Operative Approach to Adult Hallux Valgus Deformity

Principles and Techniques

Glenn G. Shi, MD; Joseph L. Whalen, MD, PhD; Norman S. Turner III, MD; Harold B. Kitaoka, MD

Disclosures

J Am Acad Orthop Surg. 2020;28(10):410-418. 

In This Article

Anatomy and Pathophysiology

The normal first MTPJ is an imperfect ball-and-socket joint that allows extension and flexion with limited rotation. Medial, lateral collateral ligaments and the plantar plate converge with the capsule to stabilize the joint for controlled motion during gait. Genetic predisposition with hypermobility, constrictive shoe wear, and female sex have been identified as risk factors for the development of hallux valgus.[2] The development of deformity has been described to proceed in sequential steps, but it may be a concurrent and interdependent process that affects alignment and stability of the first MTPJ such as a congruent MTPJ, abnormal distal metatarsal articular angle (DMAA), unbalanced ligamentous and tendinous constraints, and first tarsometatarsal joint (TMTJ) instability.
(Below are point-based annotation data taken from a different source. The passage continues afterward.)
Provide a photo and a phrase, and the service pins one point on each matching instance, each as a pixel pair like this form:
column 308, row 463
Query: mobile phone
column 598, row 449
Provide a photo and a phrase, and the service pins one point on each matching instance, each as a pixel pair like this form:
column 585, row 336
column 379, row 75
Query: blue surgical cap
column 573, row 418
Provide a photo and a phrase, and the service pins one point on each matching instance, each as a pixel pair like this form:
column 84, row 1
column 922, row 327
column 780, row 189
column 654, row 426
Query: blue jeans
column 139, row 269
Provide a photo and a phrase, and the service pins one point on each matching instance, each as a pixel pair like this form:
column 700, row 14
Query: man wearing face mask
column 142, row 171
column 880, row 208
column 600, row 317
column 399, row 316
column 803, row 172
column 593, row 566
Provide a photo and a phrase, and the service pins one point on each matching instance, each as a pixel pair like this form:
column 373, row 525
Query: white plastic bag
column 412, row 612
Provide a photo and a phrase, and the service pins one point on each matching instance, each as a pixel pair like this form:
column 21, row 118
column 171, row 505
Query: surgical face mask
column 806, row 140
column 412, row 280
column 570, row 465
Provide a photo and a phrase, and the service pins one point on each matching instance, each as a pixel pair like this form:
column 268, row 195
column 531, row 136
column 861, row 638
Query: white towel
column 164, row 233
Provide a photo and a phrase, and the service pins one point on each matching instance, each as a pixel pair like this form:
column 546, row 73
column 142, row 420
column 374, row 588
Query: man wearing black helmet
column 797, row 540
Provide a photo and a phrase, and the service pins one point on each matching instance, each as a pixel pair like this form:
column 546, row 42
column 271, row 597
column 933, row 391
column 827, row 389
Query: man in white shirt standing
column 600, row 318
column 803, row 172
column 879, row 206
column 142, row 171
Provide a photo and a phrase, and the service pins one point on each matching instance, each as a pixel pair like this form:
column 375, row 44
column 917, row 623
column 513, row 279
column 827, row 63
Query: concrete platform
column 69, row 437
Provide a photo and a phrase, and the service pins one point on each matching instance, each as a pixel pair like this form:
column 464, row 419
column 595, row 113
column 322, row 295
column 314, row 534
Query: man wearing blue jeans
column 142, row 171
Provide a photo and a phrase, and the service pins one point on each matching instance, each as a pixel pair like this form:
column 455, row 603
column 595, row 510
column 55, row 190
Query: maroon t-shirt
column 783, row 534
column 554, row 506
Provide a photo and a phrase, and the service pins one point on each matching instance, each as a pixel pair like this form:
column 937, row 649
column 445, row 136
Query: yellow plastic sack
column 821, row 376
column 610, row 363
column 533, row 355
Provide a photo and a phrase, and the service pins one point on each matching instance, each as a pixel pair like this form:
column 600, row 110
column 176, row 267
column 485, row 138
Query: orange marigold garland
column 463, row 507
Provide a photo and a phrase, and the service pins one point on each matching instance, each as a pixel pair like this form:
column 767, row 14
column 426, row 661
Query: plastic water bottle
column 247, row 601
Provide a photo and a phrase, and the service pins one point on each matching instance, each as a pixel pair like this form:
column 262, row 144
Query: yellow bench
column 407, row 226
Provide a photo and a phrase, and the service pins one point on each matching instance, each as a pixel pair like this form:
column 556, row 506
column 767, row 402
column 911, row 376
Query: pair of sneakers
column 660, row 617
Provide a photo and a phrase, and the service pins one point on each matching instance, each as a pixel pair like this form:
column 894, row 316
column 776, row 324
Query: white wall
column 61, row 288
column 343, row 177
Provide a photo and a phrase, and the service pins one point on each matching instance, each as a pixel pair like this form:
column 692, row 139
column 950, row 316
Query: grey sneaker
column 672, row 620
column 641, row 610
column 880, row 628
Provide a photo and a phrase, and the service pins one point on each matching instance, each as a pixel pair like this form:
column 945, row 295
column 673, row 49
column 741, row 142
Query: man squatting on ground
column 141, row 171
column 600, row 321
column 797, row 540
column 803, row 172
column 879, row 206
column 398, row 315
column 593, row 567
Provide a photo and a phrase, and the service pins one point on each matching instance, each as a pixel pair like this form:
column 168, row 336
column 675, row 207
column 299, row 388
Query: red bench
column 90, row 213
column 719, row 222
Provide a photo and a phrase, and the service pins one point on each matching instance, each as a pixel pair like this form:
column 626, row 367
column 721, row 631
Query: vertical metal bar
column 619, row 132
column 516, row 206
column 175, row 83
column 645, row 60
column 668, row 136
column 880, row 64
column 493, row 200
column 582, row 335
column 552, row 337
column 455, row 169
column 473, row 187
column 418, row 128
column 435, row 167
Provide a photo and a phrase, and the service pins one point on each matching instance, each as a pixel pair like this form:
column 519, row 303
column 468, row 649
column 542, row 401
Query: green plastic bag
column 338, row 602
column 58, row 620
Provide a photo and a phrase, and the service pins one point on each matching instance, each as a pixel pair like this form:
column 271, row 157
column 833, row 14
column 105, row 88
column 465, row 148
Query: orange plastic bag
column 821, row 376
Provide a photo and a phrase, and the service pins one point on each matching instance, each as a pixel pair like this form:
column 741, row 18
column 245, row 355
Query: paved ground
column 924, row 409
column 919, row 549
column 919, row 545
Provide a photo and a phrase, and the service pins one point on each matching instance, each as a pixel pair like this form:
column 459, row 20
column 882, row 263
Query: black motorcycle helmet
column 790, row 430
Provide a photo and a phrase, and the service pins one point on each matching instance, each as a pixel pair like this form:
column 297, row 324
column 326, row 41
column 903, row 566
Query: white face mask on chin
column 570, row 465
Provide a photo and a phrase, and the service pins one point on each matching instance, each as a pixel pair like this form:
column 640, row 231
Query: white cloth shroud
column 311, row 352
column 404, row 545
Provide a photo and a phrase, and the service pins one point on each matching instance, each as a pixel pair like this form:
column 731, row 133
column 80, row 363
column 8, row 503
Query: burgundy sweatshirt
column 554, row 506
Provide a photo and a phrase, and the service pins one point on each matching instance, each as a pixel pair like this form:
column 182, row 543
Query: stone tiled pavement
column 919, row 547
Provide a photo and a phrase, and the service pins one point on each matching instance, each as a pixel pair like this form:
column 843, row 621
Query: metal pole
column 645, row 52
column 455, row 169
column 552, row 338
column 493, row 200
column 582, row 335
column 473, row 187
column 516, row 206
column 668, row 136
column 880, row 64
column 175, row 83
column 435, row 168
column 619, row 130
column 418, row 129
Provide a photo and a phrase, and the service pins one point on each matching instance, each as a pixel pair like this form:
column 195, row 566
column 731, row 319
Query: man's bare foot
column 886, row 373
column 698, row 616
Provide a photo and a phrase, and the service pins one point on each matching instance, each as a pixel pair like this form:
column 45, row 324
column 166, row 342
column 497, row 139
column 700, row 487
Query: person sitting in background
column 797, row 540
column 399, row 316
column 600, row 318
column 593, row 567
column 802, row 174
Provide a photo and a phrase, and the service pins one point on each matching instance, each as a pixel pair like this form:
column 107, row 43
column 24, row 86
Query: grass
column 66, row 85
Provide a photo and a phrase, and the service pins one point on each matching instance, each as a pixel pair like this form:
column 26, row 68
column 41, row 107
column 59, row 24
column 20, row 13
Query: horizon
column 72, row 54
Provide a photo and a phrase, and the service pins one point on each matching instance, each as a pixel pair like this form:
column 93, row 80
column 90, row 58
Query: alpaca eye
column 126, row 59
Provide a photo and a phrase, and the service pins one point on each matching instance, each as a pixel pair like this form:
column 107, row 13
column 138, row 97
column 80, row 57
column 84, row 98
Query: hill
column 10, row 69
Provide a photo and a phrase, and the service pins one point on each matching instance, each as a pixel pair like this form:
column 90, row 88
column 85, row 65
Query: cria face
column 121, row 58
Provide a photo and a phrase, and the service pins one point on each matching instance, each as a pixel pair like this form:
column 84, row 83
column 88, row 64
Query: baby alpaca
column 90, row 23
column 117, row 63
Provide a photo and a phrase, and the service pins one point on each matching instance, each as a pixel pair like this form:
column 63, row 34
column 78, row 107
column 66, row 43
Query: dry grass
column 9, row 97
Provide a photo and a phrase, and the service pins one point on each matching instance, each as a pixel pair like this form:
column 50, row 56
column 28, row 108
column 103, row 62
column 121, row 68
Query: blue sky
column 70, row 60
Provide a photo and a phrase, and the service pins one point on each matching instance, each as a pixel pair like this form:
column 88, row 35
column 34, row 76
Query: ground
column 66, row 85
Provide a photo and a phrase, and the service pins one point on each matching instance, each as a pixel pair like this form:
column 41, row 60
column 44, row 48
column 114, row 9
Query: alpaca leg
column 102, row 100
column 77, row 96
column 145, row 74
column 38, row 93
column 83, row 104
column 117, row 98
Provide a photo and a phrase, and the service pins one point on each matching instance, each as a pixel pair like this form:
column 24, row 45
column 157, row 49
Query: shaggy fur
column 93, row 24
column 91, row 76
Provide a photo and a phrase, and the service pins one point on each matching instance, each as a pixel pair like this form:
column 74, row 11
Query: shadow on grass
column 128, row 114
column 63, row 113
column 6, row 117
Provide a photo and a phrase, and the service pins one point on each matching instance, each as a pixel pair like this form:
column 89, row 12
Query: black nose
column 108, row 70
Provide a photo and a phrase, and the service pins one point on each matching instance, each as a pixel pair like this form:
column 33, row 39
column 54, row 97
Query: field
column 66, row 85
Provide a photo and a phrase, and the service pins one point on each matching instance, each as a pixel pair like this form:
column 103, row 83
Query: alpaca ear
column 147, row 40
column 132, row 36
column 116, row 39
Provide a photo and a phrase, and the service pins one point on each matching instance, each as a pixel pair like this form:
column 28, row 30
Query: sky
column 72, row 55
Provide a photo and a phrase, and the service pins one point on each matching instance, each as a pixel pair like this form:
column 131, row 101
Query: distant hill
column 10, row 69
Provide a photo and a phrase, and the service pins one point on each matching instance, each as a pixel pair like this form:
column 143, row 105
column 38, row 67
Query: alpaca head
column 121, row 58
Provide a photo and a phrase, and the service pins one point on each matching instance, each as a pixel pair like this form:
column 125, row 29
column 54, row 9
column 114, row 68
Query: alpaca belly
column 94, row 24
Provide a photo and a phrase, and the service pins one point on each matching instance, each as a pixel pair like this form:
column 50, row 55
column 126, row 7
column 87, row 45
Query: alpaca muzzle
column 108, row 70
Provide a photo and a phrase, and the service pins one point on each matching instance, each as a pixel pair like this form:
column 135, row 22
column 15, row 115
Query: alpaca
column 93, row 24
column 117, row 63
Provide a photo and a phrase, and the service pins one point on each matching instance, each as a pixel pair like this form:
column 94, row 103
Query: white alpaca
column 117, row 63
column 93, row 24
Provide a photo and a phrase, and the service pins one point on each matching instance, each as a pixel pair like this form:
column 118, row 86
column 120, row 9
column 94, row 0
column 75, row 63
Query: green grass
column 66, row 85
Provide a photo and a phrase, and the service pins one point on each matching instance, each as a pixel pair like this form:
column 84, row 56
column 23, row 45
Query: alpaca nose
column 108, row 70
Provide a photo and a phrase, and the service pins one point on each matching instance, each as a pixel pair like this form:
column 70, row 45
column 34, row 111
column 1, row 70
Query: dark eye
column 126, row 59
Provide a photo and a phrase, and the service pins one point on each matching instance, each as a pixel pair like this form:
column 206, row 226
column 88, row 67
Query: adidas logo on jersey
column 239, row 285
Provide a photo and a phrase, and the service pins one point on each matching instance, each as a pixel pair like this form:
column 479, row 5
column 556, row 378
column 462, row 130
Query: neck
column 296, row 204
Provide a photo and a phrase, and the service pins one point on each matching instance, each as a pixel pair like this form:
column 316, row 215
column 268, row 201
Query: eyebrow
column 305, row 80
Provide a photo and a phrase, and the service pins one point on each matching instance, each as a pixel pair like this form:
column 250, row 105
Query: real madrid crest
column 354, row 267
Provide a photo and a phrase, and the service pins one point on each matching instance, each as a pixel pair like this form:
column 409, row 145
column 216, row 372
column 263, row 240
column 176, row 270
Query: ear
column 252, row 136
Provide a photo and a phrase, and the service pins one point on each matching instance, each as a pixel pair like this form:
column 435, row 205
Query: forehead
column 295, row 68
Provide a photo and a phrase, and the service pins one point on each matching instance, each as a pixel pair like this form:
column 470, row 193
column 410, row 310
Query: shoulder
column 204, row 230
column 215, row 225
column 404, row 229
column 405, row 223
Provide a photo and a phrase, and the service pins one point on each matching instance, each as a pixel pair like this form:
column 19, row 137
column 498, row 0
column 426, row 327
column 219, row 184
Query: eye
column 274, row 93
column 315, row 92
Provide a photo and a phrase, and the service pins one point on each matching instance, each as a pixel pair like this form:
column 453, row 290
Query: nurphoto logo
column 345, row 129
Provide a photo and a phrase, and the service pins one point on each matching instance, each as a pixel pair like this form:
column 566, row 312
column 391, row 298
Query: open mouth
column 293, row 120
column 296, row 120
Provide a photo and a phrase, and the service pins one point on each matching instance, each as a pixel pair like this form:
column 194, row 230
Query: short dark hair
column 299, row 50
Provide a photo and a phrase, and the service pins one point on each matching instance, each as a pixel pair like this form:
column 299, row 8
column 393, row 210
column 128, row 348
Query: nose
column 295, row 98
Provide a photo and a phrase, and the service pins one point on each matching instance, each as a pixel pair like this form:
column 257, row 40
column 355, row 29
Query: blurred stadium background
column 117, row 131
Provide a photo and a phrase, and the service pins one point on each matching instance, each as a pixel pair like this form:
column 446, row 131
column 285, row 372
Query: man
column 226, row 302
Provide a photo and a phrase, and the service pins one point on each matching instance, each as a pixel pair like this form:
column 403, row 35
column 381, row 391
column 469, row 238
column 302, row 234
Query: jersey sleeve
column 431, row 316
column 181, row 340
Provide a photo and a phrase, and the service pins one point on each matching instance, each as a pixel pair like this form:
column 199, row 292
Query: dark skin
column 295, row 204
The medial capsule and collateral ligament attenuate because the first metatarsal head deviates medially, moving away from the second metatarsal and translating medially over the sesamoid mechanism. The proximal phalanx is restrained by the adductor hallucis and plantar support structures. Extensor and flexor hallucis longus tendons become deforming forces on the great toe because they bowstring lateral to the MTPJ. The abductor hallucis may subluxate plantar to the metatarsal head and become an ineffective antagonist to the valgus deforming forces.